1. The difficulty in this case arises from the fact that there are two Sessions Divisions in the same district. This state of things cannot be treated as unwarranted by the law, for, the same was the case when the Code of Criminal Procedure was passed and paragraph 3 of Section 7 of it recognizes the legality of the then existing Sessions Divisions and districts unless and until altered.
2. The Magistrate against whose decision the appeal is to be preferred, has his head-quarters in Calicut which is within the local limits of the South Malabar Sessions Division, though he is authorized to try offences throughout the whole district, including cases arising within the Sessions division of North Malabar. It must, we think, be held that appeals against his' decisions lie to the Sessions Judge of South Malabar, irrespective of the place where the offence was committed.

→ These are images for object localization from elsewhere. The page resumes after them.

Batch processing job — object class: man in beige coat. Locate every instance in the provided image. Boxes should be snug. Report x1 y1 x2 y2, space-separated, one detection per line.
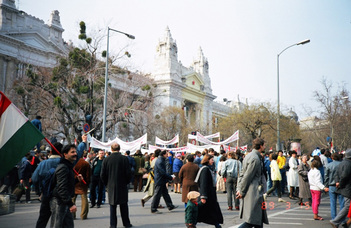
236 138 269 227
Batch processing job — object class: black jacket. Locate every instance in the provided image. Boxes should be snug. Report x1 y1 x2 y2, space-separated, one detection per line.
335 158 351 198
52 158 76 207
154 156 172 186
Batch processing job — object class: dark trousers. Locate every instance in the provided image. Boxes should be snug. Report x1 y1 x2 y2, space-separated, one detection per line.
280 169 287 194
36 195 51 228
109 202 131 228
50 197 74 228
133 174 143 192
90 175 104 206
226 176 239 208
267 180 282 198
151 184 173 212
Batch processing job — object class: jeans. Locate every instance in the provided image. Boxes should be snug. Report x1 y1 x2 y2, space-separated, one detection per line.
36 195 51 228
331 197 350 226
226 176 239 208
329 185 345 220
50 197 74 228
266 180 282 198
151 184 174 212
90 175 104 206
280 169 287 194
109 202 131 227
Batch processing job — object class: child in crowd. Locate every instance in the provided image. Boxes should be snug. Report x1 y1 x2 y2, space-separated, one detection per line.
185 191 201 228
308 159 329 221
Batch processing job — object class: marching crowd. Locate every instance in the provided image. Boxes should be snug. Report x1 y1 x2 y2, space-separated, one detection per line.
1 137 351 228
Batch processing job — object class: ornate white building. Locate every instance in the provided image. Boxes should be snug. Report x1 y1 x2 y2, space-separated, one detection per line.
150 27 234 132
0 0 69 93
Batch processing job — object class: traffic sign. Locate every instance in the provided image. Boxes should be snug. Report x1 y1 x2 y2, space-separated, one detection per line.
83 123 90 133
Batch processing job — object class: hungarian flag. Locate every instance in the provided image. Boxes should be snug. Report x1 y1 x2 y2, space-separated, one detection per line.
0 92 44 178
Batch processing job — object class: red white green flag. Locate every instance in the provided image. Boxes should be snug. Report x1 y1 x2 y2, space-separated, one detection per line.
0 92 44 178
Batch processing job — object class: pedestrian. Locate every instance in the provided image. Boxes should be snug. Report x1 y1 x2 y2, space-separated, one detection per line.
50 144 84 228
277 150 287 195
166 151 174 192
196 154 223 228
287 151 299 199
308 159 329 220
100 143 133 228
194 151 202 167
264 153 286 203
141 149 160 207
125 150 136 188
150 150 178 214
133 149 145 192
31 115 42 150
75 134 87 165
72 157 91 220
330 148 351 228
185 191 201 228
222 151 242 210
324 152 345 220
179 154 199 207
90 150 105 208
297 154 312 206
216 155 226 193
173 153 183 193
236 138 269 228
17 152 33 203
31 142 62 228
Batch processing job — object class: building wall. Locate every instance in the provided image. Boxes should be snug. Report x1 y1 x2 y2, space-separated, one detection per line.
0 0 69 93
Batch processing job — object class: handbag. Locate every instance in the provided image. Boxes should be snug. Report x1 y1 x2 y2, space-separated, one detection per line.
138 167 147 174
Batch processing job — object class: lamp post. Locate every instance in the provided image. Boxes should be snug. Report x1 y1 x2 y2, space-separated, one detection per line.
277 39 310 151
102 27 135 142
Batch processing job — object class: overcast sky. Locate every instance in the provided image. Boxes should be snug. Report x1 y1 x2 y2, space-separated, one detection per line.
19 0 351 119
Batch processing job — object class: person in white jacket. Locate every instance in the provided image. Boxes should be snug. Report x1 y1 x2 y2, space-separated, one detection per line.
288 151 299 199
308 159 329 221
264 153 285 203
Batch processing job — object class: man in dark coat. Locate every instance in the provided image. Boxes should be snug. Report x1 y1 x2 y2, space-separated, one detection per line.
101 143 132 228
330 148 351 228
150 150 178 214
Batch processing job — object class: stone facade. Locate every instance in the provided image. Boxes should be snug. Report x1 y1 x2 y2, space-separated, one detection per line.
0 0 69 93
150 27 234 133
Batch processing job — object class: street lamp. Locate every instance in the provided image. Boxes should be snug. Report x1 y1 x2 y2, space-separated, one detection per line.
102 27 135 142
277 39 310 151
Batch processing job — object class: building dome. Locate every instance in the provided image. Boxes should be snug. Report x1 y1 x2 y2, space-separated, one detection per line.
288 109 298 122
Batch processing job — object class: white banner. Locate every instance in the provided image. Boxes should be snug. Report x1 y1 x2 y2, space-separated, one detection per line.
188 132 220 140
186 143 221 154
155 134 179 146
90 134 147 154
148 144 188 154
196 130 239 145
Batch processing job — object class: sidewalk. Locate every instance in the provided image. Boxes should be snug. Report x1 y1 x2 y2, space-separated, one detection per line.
0 191 336 228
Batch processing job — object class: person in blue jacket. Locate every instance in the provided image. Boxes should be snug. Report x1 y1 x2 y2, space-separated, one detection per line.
173 153 183 193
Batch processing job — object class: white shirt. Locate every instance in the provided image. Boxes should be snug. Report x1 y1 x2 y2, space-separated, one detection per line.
308 168 325 191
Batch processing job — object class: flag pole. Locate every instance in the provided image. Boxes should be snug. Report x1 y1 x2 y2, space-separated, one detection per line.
44 137 87 185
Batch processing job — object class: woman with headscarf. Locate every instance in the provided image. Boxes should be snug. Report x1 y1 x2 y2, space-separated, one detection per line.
196 154 223 228
298 154 312 206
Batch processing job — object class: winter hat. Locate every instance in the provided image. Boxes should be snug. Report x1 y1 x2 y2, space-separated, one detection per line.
187 191 200 200
345 148 351 159
176 153 181 158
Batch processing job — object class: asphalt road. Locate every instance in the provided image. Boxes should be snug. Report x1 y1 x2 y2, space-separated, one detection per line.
0 190 338 228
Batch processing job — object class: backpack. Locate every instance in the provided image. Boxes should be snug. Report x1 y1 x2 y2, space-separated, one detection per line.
41 167 56 197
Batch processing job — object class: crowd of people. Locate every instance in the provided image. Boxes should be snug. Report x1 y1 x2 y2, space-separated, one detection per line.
1 136 351 228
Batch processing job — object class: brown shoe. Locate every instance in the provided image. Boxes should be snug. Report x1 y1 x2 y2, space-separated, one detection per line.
228 207 233 211
141 199 145 207
158 204 164 209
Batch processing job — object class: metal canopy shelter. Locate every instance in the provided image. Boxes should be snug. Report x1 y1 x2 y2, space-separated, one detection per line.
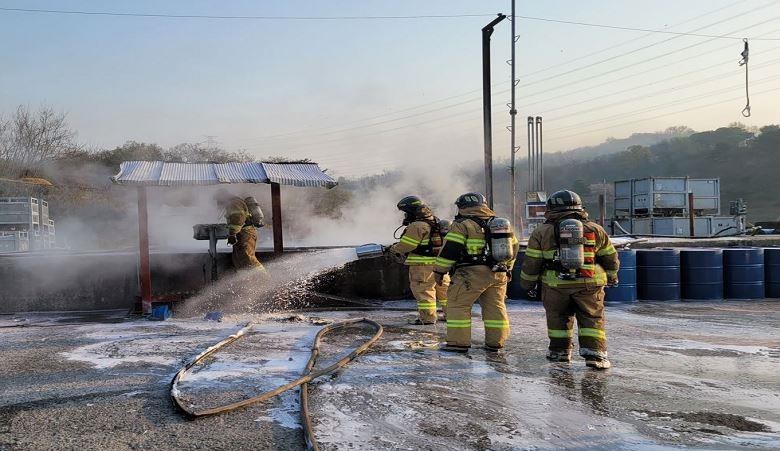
111 160 337 313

3. Section 408, Criminal Procedure Code, referring to appeals from First Class Magistrates merely states that, the appeal lies 'to the Court of Session' without any further explanatory words.
4. Section 435, however, which deals with the powers of revision of Sessions Courts enacts that the Sessions Judge may call for and examine the records of any inferior Criminal Court or 'situate' within the local limits of his jurisdiction. The word 'situate ' means fixed or located. When applied to a Court it must be taken to refer to the place where the Court ordinarily sits. In the absence of any indication to the contrary in the Criminal Procedure Code, the principle thus laid down in regard to the analogous powers of revision under Section 435, should be followed in the case of appeals also. We hold, therefore, that the appeals should have been received by the Sessions Court of South' Malabar, and direct that they be now received by that Court and dealt with according to law.